The A.V. Clubs Noel Murray graded the episode with an A−, explaining that though he did not want to give a full review until the season finale aired, he was "enjoying how Fringes third season is wrapping up", such as "the cross-cutting between Earth-1 and Earth-2, and the sense of imminent doom." Murray continued that he "especially liked... that in the midst of all this end-times rush, it pauses periodically to check in with the various characters in short one-on-one scenes, strengthening our sense of what these relationships mean. (It's something that Fringe has gotten good at in the past year-and-a-half, and something I wouldn't have predicted for the show back in season one.)" Writing for the Los Angeles Times, critic Andrew Hanson noted Fringe is preparing for the finale, calling "6:02 AM EST" a "movement episode [that] give[s] an opportunity to get everyone into place for the big climax" in a vein similar to the television series Lost. Hanson enjoyed the two "sleights of hand", explaining he was surprised by Fauxlivia's universe-crossing device failing and what happened to Peter after touching the machine.

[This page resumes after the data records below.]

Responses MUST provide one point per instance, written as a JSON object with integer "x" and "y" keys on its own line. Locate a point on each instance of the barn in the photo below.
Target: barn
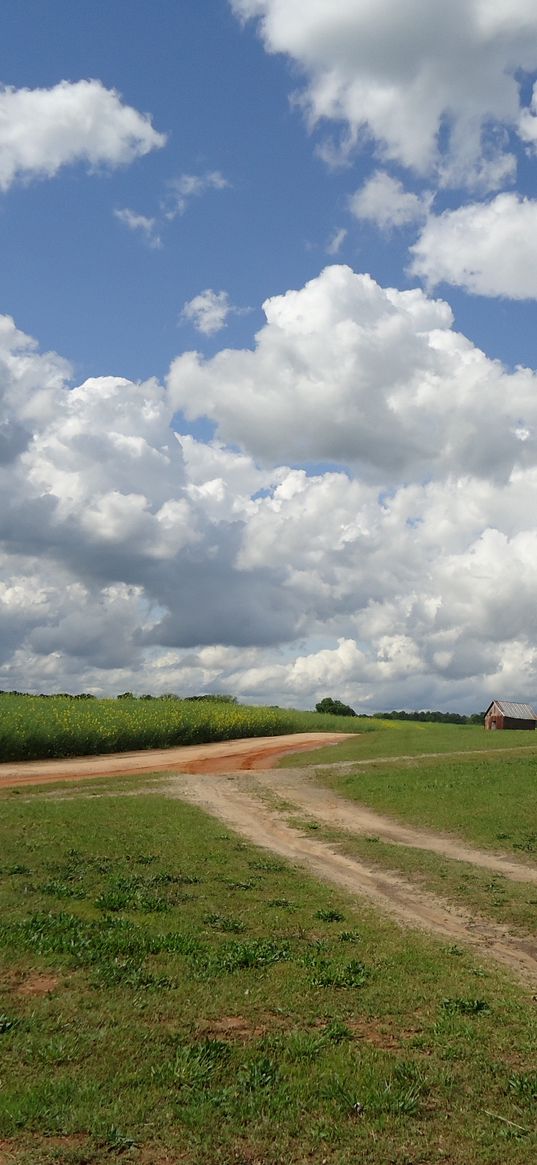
{"x": 506, "y": 714}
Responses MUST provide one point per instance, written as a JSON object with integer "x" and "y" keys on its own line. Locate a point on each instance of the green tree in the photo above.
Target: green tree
{"x": 334, "y": 707}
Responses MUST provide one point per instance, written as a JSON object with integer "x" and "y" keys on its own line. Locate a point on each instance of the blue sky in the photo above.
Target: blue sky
{"x": 345, "y": 477}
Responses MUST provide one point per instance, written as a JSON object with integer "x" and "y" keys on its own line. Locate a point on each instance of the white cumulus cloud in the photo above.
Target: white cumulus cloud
{"x": 436, "y": 85}
{"x": 182, "y": 190}
{"x": 42, "y": 129}
{"x": 383, "y": 200}
{"x": 348, "y": 372}
{"x": 207, "y": 311}
{"x": 133, "y": 557}
{"x": 488, "y": 248}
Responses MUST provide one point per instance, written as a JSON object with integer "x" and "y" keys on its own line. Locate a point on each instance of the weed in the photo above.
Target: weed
{"x": 253, "y": 953}
{"x": 466, "y": 1007}
{"x": 352, "y": 974}
{"x": 256, "y": 1074}
{"x": 7, "y": 1023}
{"x": 330, "y": 916}
{"x": 56, "y": 889}
{"x": 528, "y": 845}
{"x": 268, "y": 865}
{"x": 523, "y": 1085}
{"x": 224, "y": 923}
{"x": 337, "y": 1031}
{"x": 304, "y": 1045}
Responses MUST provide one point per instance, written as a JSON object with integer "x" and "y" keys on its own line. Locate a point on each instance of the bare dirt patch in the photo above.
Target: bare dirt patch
{"x": 297, "y": 785}
{"x": 37, "y": 985}
{"x": 223, "y": 756}
{"x": 12, "y": 1148}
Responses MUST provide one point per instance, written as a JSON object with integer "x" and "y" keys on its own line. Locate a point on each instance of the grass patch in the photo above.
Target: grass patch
{"x": 134, "y": 1035}
{"x": 489, "y": 800}
{"x": 479, "y": 890}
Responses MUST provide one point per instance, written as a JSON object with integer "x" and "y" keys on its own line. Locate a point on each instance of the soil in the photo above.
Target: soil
{"x": 39, "y": 985}
{"x": 203, "y": 777}
{"x": 322, "y": 805}
{"x": 234, "y": 802}
{"x": 225, "y": 755}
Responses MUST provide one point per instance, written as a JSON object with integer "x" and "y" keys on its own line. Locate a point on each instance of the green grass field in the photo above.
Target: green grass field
{"x": 34, "y": 727}
{"x": 489, "y": 799}
{"x": 400, "y": 739}
{"x": 170, "y": 994}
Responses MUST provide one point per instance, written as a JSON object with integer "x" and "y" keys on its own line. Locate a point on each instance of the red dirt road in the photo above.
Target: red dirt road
{"x": 225, "y": 756}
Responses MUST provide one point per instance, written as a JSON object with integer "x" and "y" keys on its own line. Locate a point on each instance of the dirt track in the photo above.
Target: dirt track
{"x": 232, "y": 799}
{"x": 203, "y": 777}
{"x": 223, "y": 756}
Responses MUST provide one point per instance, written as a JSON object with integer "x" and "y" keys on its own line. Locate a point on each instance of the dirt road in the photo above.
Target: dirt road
{"x": 233, "y": 800}
{"x": 258, "y": 805}
{"x": 297, "y": 785}
{"x": 223, "y": 756}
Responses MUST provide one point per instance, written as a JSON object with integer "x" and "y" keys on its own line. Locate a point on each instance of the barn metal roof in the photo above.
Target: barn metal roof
{"x": 516, "y": 711}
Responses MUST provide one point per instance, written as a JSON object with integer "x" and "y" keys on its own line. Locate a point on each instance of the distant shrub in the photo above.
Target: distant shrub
{"x": 334, "y": 707}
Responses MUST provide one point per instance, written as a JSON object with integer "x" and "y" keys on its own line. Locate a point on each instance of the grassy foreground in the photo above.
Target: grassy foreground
{"x": 34, "y": 727}
{"x": 170, "y": 994}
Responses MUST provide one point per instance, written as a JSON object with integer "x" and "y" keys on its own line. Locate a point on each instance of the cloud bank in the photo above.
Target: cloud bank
{"x": 133, "y": 557}
{"x": 43, "y": 129}
{"x": 487, "y": 248}
{"x": 436, "y": 86}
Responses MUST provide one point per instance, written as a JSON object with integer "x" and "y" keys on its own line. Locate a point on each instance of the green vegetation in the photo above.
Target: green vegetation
{"x": 169, "y": 993}
{"x": 478, "y": 890}
{"x": 33, "y": 727}
{"x": 334, "y": 707}
{"x": 490, "y": 800}
{"x": 404, "y": 739}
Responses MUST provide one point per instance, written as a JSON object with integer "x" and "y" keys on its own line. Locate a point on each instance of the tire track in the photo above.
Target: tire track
{"x": 233, "y": 803}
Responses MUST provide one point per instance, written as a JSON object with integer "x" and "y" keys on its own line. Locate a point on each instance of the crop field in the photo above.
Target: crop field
{"x": 35, "y": 727}
{"x": 487, "y": 796}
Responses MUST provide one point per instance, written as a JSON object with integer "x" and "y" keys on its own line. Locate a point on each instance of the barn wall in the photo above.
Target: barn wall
{"x": 520, "y": 725}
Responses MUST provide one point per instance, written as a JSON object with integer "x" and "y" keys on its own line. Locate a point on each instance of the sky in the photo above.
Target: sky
{"x": 268, "y": 350}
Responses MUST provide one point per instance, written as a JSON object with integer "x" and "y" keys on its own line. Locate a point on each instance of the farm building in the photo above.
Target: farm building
{"x": 504, "y": 714}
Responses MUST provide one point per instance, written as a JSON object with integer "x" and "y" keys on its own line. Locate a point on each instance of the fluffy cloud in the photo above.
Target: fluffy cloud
{"x": 348, "y": 372}
{"x": 384, "y": 202}
{"x": 132, "y": 557}
{"x": 401, "y": 73}
{"x": 186, "y": 186}
{"x": 43, "y": 129}
{"x": 488, "y": 248}
{"x": 207, "y": 311}
{"x": 142, "y": 224}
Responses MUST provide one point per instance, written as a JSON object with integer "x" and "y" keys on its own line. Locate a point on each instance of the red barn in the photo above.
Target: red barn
{"x": 504, "y": 714}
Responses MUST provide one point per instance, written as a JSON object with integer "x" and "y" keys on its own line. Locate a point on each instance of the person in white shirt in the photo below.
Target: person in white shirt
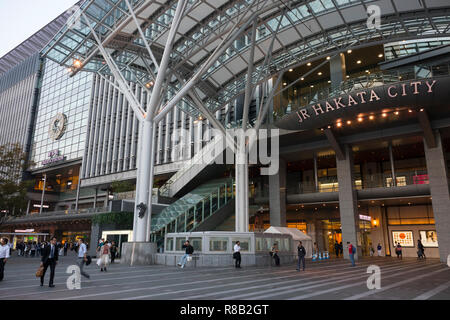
{"x": 237, "y": 254}
{"x": 82, "y": 256}
{"x": 4, "y": 255}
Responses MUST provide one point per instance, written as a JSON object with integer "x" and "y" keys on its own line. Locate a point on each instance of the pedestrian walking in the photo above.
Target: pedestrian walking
{"x": 301, "y": 255}
{"x": 420, "y": 250}
{"x": 351, "y": 253}
{"x": 49, "y": 259}
{"x": 4, "y": 256}
{"x": 274, "y": 254}
{"x": 188, "y": 251}
{"x": 337, "y": 249}
{"x": 104, "y": 256}
{"x": 398, "y": 251}
{"x": 379, "y": 249}
{"x": 316, "y": 248}
{"x": 113, "y": 250}
{"x": 33, "y": 249}
{"x": 82, "y": 256}
{"x": 237, "y": 254}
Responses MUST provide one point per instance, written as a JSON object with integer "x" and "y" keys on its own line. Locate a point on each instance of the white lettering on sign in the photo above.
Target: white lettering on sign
{"x": 362, "y": 97}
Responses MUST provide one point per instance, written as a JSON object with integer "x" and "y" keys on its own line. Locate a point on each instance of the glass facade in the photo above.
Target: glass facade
{"x": 63, "y": 111}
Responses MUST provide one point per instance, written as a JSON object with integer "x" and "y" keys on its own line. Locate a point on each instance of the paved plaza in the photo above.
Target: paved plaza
{"x": 332, "y": 279}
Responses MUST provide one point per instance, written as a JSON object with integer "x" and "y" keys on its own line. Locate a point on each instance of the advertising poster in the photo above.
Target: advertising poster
{"x": 429, "y": 238}
{"x": 405, "y": 238}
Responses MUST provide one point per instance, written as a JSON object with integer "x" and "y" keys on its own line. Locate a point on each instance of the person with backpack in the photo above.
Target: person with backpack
{"x": 113, "y": 250}
{"x": 351, "y": 253}
{"x": 420, "y": 250}
{"x": 398, "y": 251}
{"x": 104, "y": 255}
{"x": 301, "y": 255}
{"x": 188, "y": 251}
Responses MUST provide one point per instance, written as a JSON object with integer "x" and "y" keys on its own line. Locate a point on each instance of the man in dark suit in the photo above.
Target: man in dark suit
{"x": 49, "y": 258}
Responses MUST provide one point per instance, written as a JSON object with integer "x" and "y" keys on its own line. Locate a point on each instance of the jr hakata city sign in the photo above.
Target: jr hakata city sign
{"x": 426, "y": 93}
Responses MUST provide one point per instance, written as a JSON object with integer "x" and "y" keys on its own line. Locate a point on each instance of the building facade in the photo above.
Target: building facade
{"x": 363, "y": 146}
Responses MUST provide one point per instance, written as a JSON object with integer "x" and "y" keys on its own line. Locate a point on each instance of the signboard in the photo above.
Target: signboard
{"x": 405, "y": 238}
{"x": 24, "y": 231}
{"x": 53, "y": 156}
{"x": 363, "y": 217}
{"x": 425, "y": 93}
{"x": 428, "y": 238}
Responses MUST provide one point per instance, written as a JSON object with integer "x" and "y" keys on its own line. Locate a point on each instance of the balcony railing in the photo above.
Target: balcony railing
{"x": 384, "y": 180}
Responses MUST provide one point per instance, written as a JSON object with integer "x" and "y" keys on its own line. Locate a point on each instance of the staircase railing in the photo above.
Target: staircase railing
{"x": 196, "y": 159}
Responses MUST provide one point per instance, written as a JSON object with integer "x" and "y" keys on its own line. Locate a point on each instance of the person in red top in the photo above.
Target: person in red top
{"x": 351, "y": 253}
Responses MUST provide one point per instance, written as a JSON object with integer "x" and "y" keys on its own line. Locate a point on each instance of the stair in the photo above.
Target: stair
{"x": 195, "y": 208}
{"x": 205, "y": 157}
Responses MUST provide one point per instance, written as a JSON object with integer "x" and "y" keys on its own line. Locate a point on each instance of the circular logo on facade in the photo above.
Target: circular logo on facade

IGNs Ramsey Isler rated the episode 7.5/10, writing "This week's episode wasn't an edge-of-your seat masterpiece, but it scores high marks for character development and putting the pieces in place for a great season finale." Like Hanson, Isler loved the outcome of Peter and the machine, calling it a "nice plot twist"; he also praised Blair Brown as "one of the many under-appreciated elements of the series." Writing for Mania.com, critic Kurt Anthony Krug acknowledged the episode "had a tough act to follow" after the previous week's episode, but stated "it's still pretty good". Sarah Stegall from SFScope was happy to see Peter "taking a more active role" with the machine plotline, but disliked the episode's religious elements, believing that Walter's scene in the church "felt forced". Stegall concluded her review noting "This episode felt like the first part of a chess game, as the pieces are arranged on the board. The big move is coming up, the endgame that will decide who wins and who loses".